H. Lidwina en de H. Engelen

H. Lidwina en de H. Engelen

Onze grote Nederlandse heilige, die in de 15e eeuw leefde, had heel veel met de Heilige Engelen te doen. Vanaf haar 15e levensjaar was ze aan het bed gekluisterd, en heeft heel haar leven veel te lijden gehad, als eerherstel voor de zonden van de mensen.

Op het einde van haar leven sprak de Heer tot haar: “Je verlangen gaat in vervulling. Op dinsdag na Pasen zul je met de Engelen in de hemel het Alleluja zingen!”  En dat gebeurde op 14 april in 1433.
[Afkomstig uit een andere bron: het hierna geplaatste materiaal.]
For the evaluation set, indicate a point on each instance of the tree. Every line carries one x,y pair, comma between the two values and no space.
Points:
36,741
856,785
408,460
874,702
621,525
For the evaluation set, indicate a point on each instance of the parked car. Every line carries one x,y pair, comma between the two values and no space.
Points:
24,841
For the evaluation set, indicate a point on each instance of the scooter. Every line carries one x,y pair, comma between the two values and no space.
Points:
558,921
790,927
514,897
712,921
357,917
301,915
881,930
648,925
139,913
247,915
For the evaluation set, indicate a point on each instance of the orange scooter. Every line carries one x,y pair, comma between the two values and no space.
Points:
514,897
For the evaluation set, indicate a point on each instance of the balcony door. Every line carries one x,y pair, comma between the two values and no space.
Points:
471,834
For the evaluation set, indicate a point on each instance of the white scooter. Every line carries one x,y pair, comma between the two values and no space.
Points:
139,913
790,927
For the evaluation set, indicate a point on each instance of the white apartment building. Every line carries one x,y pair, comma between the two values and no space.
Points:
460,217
Zij kreeg vaak bezoek van een Engel, met wie ze heel vriendschappelijk omging. Ze kende de Engelbewaarders van haar biechtvaders, van haar familie en van vele andere mensen.
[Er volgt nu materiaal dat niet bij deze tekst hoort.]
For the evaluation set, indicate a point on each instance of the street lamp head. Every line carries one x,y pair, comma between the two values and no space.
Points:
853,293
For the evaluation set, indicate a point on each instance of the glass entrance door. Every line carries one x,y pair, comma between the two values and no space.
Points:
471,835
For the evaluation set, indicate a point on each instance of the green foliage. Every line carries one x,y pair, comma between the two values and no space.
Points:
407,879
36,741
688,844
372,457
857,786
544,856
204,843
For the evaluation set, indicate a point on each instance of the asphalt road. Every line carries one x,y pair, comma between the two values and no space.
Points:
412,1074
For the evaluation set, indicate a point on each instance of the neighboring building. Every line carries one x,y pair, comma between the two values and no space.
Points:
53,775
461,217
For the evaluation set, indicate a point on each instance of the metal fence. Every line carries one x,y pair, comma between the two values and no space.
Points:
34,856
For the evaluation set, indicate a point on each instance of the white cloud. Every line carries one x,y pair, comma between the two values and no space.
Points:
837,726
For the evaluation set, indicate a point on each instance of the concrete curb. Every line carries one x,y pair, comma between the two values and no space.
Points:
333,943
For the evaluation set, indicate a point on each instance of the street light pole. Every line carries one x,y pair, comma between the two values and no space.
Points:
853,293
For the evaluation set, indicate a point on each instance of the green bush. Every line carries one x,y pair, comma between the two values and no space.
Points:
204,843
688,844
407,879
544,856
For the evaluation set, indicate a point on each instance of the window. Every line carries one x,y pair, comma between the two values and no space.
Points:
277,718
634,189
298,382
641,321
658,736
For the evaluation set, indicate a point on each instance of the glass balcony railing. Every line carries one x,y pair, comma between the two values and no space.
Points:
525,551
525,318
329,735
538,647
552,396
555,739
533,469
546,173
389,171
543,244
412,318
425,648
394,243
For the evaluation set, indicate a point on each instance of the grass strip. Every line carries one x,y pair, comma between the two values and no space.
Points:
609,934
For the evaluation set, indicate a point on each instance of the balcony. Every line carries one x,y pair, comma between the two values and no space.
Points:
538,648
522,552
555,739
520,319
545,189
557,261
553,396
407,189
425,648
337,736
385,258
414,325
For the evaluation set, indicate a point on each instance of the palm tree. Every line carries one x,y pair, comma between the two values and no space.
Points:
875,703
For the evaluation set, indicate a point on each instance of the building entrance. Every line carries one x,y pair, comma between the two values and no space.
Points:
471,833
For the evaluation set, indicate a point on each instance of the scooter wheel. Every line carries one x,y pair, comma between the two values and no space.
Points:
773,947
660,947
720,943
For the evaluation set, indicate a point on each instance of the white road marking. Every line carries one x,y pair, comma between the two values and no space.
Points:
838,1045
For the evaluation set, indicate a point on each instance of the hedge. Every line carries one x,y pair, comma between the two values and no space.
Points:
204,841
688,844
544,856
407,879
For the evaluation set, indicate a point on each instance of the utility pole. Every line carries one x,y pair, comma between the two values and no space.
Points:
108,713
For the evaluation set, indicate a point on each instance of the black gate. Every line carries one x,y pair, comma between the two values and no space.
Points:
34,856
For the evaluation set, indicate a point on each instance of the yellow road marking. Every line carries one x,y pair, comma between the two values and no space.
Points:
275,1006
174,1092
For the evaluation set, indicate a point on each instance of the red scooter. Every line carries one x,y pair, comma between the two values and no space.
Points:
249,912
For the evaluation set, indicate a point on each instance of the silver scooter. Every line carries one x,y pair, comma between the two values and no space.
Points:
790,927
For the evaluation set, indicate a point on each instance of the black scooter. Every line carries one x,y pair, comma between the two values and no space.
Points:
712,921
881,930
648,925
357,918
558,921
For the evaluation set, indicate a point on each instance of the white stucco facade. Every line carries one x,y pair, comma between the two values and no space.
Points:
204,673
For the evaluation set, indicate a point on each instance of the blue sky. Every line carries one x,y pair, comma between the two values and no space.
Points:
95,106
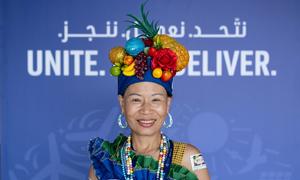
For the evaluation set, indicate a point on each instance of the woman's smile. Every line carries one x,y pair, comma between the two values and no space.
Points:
146,123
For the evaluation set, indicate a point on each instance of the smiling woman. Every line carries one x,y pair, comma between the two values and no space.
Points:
145,69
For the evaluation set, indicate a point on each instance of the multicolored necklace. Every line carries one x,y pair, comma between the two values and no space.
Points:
126,152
Haar eigen Engelbewaarder verscheen haar in verschillende gestalten. Maar vaak als een mooie, jonge man, altijd echter in grote, stralende helderheid. Soms was hij zo stralend, dat ze meende, dat duizend zonnen bij elkaar niet zo zouden kunnen stralen als haar beschermengel. Hij droeg altijd het teken van het Kruis op zijn voorhoofd, zodat ze zeker wist dat hij het was, en niet de duivel, die haar ook vaker in de gedaante van een lichtende engel verscheen.

Ze probeerde iedereen, die haar kwam bezoeken, aan te sporen om hun eigen Engelbewaarder innig te vereren. De genaden en gunsten die zij dank zij haar Engel verkreeg waren talrijk.`

Haar Engel nam haar vaak mee naar het vagevuur, zodat ze de lijden zou aanvoelen die de zielen in het vagevuur kwelden, om haar ijver nog meer aan te wakkeren waarmee ze reeds voor hen bad en offerde.
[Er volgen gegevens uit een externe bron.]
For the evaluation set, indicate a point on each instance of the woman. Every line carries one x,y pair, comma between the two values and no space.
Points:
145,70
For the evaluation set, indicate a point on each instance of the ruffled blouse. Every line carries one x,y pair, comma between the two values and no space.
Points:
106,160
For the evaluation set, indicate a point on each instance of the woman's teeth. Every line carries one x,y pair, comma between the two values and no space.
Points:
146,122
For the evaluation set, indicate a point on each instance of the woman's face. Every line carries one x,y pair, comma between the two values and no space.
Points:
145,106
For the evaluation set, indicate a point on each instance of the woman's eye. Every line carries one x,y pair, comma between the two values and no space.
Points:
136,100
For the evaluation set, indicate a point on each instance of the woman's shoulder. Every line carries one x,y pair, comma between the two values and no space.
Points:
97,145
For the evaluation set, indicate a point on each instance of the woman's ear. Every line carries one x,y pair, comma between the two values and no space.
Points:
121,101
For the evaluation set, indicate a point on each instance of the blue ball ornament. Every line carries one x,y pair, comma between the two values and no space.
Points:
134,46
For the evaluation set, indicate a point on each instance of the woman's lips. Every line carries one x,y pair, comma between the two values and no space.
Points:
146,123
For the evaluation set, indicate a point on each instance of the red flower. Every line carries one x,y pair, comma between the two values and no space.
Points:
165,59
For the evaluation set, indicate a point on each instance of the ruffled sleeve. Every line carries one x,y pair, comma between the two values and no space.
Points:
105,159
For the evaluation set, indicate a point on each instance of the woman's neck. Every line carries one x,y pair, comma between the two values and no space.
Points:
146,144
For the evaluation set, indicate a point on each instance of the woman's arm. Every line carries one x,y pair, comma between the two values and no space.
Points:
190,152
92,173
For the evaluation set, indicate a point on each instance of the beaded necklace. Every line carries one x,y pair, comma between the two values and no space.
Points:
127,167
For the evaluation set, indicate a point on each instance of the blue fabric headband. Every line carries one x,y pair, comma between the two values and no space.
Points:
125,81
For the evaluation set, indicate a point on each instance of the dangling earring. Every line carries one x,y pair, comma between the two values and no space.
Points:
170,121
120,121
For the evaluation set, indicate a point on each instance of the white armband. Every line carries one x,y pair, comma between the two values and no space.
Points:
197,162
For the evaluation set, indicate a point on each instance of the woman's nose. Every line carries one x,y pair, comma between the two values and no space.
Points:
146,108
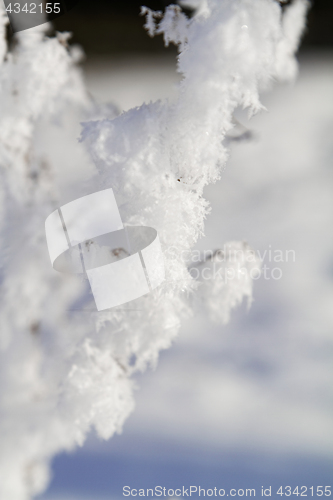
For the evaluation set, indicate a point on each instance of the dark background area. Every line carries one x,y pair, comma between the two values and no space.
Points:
115,26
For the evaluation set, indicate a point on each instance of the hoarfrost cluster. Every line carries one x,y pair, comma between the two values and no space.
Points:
64,372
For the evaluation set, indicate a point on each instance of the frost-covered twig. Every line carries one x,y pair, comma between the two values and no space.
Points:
63,373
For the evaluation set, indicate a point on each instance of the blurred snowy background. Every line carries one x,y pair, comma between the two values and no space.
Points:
248,404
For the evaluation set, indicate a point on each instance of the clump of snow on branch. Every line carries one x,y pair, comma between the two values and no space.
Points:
64,373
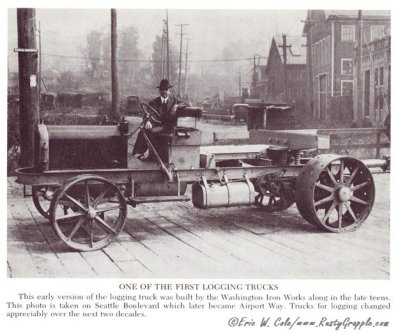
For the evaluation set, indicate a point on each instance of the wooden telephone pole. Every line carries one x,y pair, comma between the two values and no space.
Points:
285,73
114,69
28,82
180,57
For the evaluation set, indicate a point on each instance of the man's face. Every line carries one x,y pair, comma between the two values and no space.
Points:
164,92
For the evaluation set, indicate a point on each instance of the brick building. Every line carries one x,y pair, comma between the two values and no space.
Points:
286,74
375,83
332,41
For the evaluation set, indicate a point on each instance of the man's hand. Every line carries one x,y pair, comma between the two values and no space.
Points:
176,106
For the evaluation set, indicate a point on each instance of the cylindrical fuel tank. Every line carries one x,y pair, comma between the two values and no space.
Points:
223,195
159,189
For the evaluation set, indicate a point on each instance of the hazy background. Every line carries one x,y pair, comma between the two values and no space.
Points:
216,38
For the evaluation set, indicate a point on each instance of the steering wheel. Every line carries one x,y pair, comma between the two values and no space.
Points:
151,113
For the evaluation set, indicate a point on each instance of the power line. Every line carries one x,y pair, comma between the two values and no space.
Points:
151,61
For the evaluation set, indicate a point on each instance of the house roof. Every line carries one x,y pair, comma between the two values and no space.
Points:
296,53
354,13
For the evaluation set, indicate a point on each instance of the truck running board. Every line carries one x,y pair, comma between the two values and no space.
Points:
154,199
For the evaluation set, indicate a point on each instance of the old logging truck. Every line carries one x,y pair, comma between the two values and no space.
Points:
84,178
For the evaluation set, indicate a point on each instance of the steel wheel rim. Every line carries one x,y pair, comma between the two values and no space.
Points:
341,196
97,217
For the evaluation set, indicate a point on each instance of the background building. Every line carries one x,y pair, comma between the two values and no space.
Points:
333,40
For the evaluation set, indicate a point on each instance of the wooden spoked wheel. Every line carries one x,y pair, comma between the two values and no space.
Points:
98,212
335,192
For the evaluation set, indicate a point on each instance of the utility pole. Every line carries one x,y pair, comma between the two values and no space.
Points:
114,69
240,82
28,88
358,113
187,52
162,52
180,57
285,73
40,65
254,77
167,41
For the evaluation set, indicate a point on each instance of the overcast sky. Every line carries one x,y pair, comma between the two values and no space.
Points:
64,30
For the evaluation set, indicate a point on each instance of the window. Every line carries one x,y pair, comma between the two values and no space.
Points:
347,67
295,51
376,90
347,87
377,32
348,33
381,99
321,52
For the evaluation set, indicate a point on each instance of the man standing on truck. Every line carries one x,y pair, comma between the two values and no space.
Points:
166,105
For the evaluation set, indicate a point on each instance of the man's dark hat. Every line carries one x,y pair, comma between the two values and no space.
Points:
164,84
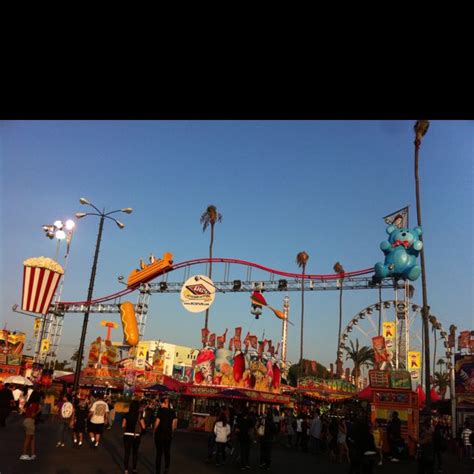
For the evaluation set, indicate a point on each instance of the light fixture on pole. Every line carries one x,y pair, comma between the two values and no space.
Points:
421,127
103,215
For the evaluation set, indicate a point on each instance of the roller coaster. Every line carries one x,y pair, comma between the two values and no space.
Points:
274,281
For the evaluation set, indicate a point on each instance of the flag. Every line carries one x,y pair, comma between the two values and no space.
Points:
380,352
414,360
398,218
221,340
463,340
247,340
237,344
204,336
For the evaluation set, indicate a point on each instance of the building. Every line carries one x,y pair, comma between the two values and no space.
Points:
178,360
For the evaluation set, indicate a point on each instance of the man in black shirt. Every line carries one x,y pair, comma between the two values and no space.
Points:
165,424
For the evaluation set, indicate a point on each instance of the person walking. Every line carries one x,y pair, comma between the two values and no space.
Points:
6,403
33,408
133,424
342,448
378,441
394,435
466,439
267,431
426,454
244,429
65,414
222,431
315,432
165,424
79,421
98,418
209,425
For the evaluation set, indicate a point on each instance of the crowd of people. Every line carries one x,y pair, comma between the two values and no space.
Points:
343,437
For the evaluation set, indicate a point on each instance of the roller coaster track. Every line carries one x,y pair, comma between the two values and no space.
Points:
200,261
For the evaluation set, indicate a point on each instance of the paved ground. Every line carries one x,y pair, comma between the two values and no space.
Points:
188,452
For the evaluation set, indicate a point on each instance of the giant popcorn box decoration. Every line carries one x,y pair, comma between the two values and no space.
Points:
40,279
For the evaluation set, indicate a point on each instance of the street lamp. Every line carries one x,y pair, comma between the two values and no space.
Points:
103,215
421,127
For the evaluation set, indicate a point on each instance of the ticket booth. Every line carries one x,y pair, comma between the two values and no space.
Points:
391,391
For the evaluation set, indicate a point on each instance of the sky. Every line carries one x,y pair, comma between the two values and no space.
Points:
281,186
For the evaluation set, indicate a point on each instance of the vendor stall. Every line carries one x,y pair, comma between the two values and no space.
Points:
391,391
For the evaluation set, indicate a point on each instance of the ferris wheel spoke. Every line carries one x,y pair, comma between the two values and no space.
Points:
363,332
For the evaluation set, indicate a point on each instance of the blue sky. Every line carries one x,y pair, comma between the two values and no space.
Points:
282,187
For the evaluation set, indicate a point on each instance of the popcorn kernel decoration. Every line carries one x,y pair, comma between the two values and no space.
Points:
41,277
44,262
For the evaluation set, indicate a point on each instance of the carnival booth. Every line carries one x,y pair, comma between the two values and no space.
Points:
391,391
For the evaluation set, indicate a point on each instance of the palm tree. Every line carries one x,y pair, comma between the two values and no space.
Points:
338,268
359,356
301,260
209,218
442,382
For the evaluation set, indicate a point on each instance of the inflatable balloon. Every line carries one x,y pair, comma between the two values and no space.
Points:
401,251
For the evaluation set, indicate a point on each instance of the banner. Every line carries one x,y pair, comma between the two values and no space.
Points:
198,293
463,340
94,353
140,358
414,365
390,335
398,218
44,346
380,351
37,326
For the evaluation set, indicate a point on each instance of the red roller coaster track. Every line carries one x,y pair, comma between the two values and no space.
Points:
197,261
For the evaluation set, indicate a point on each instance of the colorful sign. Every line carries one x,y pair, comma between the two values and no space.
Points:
390,335
140,357
37,326
198,293
400,379
380,351
379,378
464,378
41,276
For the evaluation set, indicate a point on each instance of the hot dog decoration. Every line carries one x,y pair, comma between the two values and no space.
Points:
257,300
252,365
129,323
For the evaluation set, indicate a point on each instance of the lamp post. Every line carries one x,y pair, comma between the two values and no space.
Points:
421,127
103,215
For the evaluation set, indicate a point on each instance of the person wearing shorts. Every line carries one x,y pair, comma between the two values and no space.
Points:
98,418
32,410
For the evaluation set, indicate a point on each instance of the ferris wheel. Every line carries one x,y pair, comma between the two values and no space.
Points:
400,322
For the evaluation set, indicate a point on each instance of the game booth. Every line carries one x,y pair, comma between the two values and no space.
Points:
389,391
235,377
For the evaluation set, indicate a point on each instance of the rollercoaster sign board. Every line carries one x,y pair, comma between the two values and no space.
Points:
198,293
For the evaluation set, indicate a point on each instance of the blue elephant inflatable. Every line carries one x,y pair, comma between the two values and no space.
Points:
401,251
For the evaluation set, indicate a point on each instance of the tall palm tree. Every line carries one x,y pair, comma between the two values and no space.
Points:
338,268
209,218
442,382
301,260
359,356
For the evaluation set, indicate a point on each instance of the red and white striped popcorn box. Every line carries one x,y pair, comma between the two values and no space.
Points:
41,277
Op een dag werd ze naar de hemel geleid om de glorie te aanschouwen die de zielen in het Paradijs zich verheugden.

Een andere keer bracht haar Engel haar naar Jeruzalem en liet haar al die plaatsen bezoeken die geheiligd waren door het lijden van Jezus. Hier voelde ze, door een bijzonder privilege, dezelfde pijnen die onze Heer leed in de verschillende omstandigheden van Zijn Passie.